Monitor the Relationship
In today’s competitive environment, you cannot afford to wait for your loans to be repaid and expect your clients to call you for other products and services. To have a competitive advantage in today’s market, you must continue to monitor the risk profile of your client and, at the same time, pursue opportunities to develop and expand the relationship.
A profitable relationship can quickly turn into an unprofitable one. Loan payments may be timely, but deteriorating collateral, idle equipment, or
unpaid taxes can create serious risk for you. Periodic reviews, ratings, and audits can ensure that the client is one that will create long-term profitability for your bank.
Asset quality is one of the key success factors of a financial institution. Although every bank is subject to scrutiny from state and federal regulatory agencies, most banks supplement these functions with internal monitoring.

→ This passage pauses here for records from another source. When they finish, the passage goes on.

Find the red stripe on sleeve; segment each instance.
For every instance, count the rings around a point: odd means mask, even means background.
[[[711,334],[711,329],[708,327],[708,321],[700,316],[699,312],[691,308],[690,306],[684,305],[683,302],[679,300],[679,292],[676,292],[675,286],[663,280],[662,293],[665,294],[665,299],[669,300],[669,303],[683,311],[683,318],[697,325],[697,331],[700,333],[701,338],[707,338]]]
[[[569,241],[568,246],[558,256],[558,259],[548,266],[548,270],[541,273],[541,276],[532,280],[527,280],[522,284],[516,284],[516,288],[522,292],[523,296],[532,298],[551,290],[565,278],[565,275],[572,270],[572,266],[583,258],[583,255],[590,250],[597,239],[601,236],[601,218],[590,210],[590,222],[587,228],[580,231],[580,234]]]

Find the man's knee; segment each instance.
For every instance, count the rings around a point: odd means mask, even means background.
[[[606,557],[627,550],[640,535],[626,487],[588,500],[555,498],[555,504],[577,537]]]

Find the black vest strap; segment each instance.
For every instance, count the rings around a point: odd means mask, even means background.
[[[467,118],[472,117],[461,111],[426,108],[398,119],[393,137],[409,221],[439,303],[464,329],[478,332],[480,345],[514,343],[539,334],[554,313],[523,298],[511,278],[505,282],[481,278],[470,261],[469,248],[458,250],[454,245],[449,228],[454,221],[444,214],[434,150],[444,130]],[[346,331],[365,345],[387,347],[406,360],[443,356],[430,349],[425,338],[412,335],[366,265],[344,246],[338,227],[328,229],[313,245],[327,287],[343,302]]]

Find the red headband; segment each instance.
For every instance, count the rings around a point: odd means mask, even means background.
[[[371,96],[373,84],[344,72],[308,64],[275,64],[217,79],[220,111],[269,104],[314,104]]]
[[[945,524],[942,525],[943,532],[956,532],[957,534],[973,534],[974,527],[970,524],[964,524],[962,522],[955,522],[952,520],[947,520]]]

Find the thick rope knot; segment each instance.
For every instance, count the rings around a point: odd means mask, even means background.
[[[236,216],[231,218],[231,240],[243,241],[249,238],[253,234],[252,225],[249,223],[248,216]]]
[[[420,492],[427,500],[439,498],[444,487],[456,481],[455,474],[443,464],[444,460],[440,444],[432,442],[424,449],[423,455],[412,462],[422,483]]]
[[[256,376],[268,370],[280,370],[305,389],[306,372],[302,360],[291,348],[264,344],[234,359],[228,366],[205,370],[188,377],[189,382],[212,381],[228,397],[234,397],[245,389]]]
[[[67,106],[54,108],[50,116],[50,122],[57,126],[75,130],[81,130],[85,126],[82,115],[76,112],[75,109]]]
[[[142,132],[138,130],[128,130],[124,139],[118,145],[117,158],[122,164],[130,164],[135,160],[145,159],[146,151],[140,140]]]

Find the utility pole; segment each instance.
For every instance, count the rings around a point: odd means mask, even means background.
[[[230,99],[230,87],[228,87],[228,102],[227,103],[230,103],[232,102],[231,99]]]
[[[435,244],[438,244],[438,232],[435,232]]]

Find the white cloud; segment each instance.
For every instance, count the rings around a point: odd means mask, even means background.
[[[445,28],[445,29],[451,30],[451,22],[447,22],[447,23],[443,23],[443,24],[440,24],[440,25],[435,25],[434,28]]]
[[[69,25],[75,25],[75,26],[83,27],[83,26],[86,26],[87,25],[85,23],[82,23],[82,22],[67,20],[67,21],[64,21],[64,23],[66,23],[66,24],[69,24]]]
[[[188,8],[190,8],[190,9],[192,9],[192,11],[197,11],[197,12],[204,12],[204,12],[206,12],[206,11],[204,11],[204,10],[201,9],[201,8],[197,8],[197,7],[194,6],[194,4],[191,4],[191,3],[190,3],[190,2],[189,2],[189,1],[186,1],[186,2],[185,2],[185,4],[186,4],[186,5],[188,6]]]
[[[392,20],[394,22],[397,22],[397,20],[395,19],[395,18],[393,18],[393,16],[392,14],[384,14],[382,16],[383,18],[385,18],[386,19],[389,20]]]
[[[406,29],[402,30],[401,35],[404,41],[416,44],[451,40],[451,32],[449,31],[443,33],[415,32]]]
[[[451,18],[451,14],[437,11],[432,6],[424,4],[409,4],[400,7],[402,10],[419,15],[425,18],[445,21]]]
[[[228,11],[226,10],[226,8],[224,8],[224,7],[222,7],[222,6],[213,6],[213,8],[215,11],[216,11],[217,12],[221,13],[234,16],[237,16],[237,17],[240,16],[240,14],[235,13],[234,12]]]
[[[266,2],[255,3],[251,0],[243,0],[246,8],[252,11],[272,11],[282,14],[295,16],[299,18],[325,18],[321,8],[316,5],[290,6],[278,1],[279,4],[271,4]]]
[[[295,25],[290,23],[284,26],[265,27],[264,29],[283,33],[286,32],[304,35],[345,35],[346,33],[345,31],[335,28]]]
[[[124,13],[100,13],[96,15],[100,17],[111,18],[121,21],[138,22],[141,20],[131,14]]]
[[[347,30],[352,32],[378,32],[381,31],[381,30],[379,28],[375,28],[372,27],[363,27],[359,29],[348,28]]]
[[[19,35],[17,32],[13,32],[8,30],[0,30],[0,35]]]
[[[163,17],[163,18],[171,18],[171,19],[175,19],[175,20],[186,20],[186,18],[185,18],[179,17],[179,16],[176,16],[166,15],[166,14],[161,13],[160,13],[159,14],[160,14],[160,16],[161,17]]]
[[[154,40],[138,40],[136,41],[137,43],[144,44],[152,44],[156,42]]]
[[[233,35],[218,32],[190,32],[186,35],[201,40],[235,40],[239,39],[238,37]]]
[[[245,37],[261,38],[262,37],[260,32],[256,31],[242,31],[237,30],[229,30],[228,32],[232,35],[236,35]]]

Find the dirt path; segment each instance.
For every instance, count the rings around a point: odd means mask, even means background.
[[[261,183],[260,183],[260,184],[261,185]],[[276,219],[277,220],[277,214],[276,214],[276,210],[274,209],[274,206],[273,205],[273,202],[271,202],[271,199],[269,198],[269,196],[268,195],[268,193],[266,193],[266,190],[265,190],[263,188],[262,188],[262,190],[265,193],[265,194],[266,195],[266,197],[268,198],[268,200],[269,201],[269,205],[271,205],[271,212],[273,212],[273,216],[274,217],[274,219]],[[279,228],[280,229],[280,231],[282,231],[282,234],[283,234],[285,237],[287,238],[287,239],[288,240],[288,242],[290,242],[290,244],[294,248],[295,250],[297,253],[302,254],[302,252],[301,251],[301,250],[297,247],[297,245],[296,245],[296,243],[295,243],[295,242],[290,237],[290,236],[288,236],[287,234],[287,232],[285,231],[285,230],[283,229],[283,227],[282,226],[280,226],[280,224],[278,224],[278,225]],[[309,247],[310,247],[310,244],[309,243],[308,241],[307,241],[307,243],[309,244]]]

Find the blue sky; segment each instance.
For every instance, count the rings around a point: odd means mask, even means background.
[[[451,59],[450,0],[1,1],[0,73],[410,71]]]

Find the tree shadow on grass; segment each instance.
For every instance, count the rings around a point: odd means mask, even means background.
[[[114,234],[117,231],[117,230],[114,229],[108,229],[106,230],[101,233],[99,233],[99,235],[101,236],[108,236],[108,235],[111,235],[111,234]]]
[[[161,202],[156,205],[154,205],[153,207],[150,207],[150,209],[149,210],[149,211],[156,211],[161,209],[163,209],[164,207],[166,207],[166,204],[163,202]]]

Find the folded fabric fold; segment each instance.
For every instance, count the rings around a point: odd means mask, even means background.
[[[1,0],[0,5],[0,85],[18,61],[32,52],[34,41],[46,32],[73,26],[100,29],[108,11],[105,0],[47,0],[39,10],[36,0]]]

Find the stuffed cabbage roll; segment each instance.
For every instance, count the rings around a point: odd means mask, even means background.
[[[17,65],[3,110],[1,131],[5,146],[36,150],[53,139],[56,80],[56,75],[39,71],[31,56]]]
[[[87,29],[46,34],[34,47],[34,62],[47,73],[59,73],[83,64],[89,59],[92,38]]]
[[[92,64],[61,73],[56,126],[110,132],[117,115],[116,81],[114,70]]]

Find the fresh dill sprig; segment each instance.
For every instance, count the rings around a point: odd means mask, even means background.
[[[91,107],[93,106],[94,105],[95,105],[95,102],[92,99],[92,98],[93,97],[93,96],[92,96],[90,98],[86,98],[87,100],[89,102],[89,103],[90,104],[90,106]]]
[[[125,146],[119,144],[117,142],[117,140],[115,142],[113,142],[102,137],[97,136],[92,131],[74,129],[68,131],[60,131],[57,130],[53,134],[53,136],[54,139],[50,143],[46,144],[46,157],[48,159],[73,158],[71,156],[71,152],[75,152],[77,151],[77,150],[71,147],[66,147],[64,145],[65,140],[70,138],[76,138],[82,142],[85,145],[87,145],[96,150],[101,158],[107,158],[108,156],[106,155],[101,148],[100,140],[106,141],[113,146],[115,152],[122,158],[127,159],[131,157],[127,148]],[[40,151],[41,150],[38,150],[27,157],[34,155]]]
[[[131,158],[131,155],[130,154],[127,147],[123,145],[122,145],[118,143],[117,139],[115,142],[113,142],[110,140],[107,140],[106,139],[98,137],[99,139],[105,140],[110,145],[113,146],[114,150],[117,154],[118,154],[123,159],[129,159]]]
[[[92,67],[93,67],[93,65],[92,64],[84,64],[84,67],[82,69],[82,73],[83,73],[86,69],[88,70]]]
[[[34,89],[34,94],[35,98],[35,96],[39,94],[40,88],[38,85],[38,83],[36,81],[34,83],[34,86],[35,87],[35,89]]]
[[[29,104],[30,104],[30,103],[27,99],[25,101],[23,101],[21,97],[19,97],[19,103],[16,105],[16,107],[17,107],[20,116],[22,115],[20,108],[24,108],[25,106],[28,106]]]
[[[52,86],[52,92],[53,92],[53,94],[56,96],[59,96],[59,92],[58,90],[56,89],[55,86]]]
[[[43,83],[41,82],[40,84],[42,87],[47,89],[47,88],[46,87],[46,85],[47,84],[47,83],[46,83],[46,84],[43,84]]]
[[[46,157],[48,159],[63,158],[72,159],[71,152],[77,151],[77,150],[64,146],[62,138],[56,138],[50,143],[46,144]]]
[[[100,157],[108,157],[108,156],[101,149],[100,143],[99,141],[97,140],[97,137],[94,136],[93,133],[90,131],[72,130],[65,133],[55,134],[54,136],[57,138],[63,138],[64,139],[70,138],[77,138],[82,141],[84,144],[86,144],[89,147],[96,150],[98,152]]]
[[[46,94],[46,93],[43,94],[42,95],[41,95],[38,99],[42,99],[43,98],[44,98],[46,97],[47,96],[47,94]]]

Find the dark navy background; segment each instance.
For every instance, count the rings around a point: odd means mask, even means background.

In a recent survey of banks conducted by Exoridior, the following were determined to be critical to a successful risk management strategy:
- A quantitative risk-rating system with a wide range of grades, which includes subjective factors, such as management quality. A wider range of grades allows the bank to assign credit costs more precisely.
- An effective management information system to track credit exposure.
- Risk pricing based on required rates of return that are then used in customer sourcing.
- A business strategy that reflects a proactive role in guiding relationship managers on credit exposures in the portfolio.